The Adams dogma became clear when he gave a weird, rat-laced pep talk at DOT headquarters, telling 200 transportation officials that his legacy would not be how many miles of safe street infrastructure he created, but vague notions of community input and that New Yorkers felt "heard." (Never mind that the main knock on the DOT is that it has become stagnant in the face of tens of thousands of road injuries every year because it does too much community outreach.)

Meanwhile, as the Vision Zero era enters its second decade, the Adams administration is still overseeing worrisome trends in traffic deaths — especially for pedestrians this year.

Adams also helped facilitate the decline in outdoor dining by getting on board with the Council's legislation to replace the pandemic-era program that barred year-round streeteries. The once-booming effort to reclaim a tiny fraction of free car storage for outdoor seating came crashing down soon with just 2,592 restaurants participating after an Aug. 3 city deadline, compared to a one-time high of 12,502 as of two years earlier.

His DOT forged ahead with a plan to sink billions into rebuilding the Moses-era Brooklyn-Queens Expressway to last another century, after a push by the Brooklyn Democratic machine and despite opposition from the pols actually representing neighborhoods along the highway.

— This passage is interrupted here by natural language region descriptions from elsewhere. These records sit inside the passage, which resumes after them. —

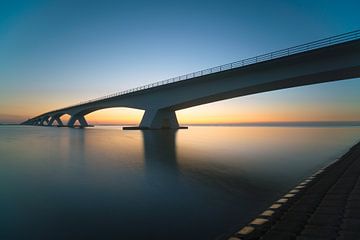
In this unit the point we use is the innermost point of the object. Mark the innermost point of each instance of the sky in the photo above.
(58, 53)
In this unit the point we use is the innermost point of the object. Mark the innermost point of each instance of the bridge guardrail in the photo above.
(342, 38)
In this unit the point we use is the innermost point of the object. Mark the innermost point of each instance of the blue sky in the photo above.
(57, 53)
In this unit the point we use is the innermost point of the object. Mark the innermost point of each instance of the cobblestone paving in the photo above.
(324, 206)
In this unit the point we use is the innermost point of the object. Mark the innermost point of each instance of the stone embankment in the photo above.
(324, 206)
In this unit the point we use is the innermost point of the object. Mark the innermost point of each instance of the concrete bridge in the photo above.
(331, 59)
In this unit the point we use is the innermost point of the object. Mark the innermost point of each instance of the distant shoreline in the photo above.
(254, 124)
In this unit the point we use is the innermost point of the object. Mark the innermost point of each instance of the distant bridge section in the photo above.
(330, 59)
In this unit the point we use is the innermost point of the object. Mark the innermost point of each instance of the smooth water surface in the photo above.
(105, 183)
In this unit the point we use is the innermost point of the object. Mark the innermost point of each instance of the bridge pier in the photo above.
(78, 117)
(159, 119)
(44, 120)
(57, 119)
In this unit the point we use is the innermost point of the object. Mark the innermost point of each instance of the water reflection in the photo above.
(160, 151)
(104, 183)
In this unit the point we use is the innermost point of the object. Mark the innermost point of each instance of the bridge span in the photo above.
(330, 59)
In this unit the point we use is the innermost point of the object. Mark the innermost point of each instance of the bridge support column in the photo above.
(159, 119)
(44, 120)
(80, 118)
(57, 119)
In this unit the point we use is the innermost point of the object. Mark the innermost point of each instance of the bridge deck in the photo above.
(324, 206)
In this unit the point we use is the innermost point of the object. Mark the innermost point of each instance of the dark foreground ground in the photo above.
(324, 206)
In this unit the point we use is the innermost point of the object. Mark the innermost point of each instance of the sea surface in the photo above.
(106, 183)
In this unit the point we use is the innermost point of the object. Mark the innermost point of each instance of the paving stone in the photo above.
(288, 226)
(275, 235)
(350, 224)
(324, 220)
(320, 231)
(348, 235)
(324, 206)
(310, 238)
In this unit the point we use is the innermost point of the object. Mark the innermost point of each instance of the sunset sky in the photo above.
(58, 53)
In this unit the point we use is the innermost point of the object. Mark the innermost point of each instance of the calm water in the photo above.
(105, 183)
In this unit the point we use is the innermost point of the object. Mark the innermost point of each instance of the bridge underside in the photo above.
(338, 62)
(152, 119)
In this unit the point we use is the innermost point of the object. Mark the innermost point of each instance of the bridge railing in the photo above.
(342, 38)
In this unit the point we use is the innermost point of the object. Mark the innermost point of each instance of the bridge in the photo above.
(330, 59)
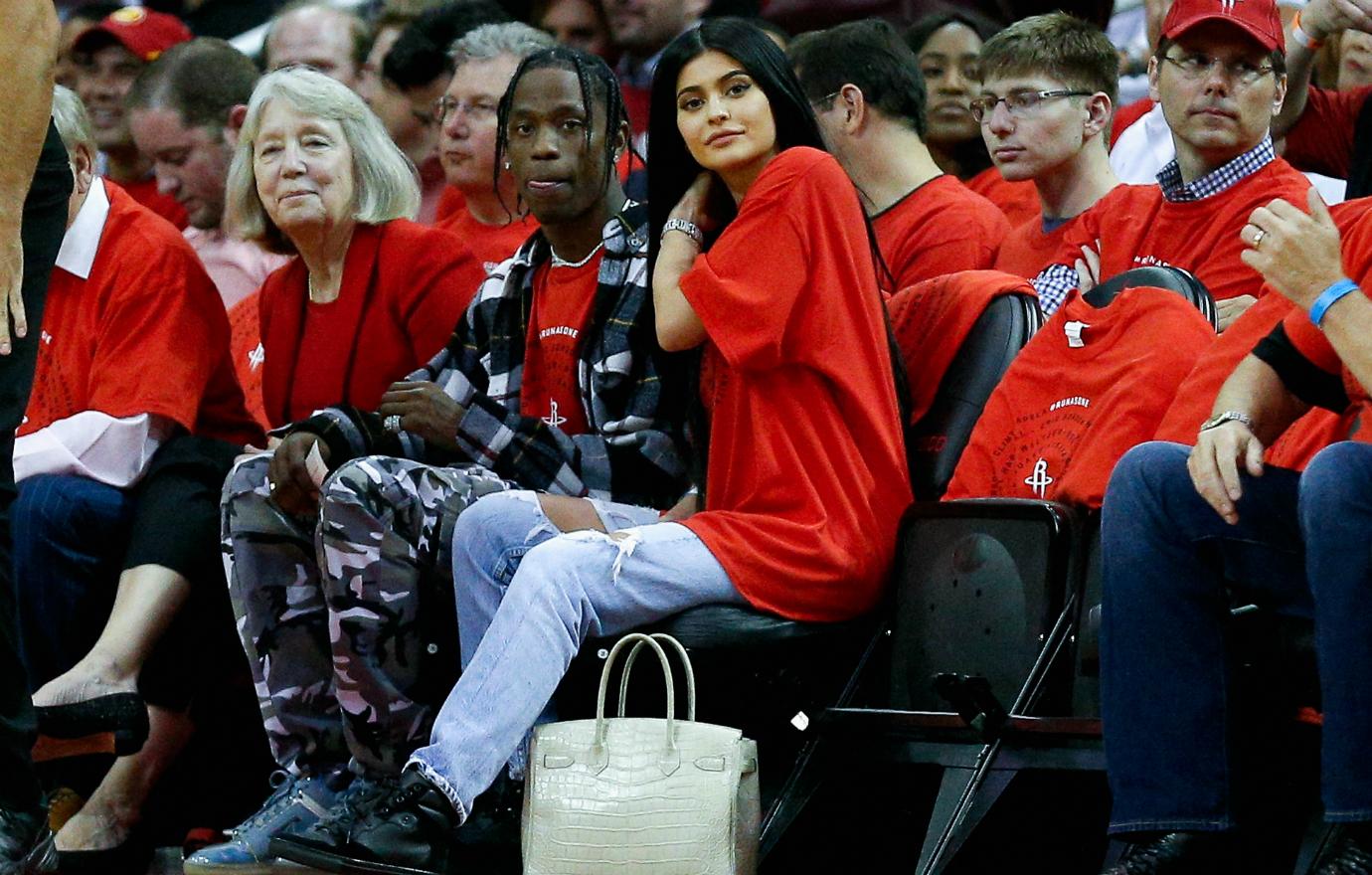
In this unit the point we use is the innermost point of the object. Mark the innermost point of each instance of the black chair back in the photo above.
(940, 437)
(1173, 278)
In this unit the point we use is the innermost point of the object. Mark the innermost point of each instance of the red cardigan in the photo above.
(405, 286)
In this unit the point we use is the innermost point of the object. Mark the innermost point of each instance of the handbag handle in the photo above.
(601, 726)
(686, 669)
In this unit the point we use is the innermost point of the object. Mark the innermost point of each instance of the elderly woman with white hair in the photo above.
(369, 298)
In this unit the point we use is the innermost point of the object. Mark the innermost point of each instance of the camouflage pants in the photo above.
(347, 618)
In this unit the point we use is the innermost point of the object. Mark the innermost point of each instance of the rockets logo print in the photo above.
(1039, 479)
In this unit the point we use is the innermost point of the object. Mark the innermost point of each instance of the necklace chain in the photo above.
(563, 262)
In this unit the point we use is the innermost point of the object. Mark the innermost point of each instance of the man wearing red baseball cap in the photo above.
(1220, 76)
(108, 58)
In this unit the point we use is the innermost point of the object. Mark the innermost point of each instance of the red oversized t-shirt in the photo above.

Probably to no one's surprise, Adams did nothing to tackle the scourge of placard abuse that pervades city, state, and federal government. Instead, Lower Manhattan looks more and more like Adams's Brooklyn Borough Hall, filled with vehicles with agency permits in their dash.

The ugly

The manner in which Adams runs his City Hall agencies was not cited in the corruption indictment unsealed by federal prosecutors on Thursday, but there is a connection: fealty to well-heeled political contributors masquerading as "community" voices.

As a result, Adams sabotaged street safety projects on behalf of major donors — and he did it by allowing chief adviser Ingrid Lewis-Martin to set up a rogue chain of command to intervene in bike and bus lane projects at the behest of the business interests and the donor class — and throwing the DOT under the bus repeatedly.

Examples include watering down the McGuinness Boulevard road diet, halting the Underhill Avenue bike boulevard, backpedaling on the Fordham Road busway, and trimming the Ashland Place protected bike lanes.

The mayor repeatedly showed his loose grasp on how to achieve street safety by calling crashes "accidents," and blaming pedestrian victims for their own deaths.

He also tried to cast bus lanes as a form of gentrification, ignoring the overwhelmingly working class demographic that relies on them.

Lest we forget, the mayor suggested there should be racetracks, at Floyd Bennett Field for example, for people who like to drive recklessly, so that if they "want to drive fast, there's an organized place."

Fortunately, that fast track went on a fast track to nowhere.

Correction: A previous version of this story stated that there was a 90 percent drop in outdoor dining applications. The number after the city's Aug. 3 deadline for existing participants counted 2,592 restaurants, down from 12,502 as of July 2022, according to an NYU report, which marks a 79 percent decrease.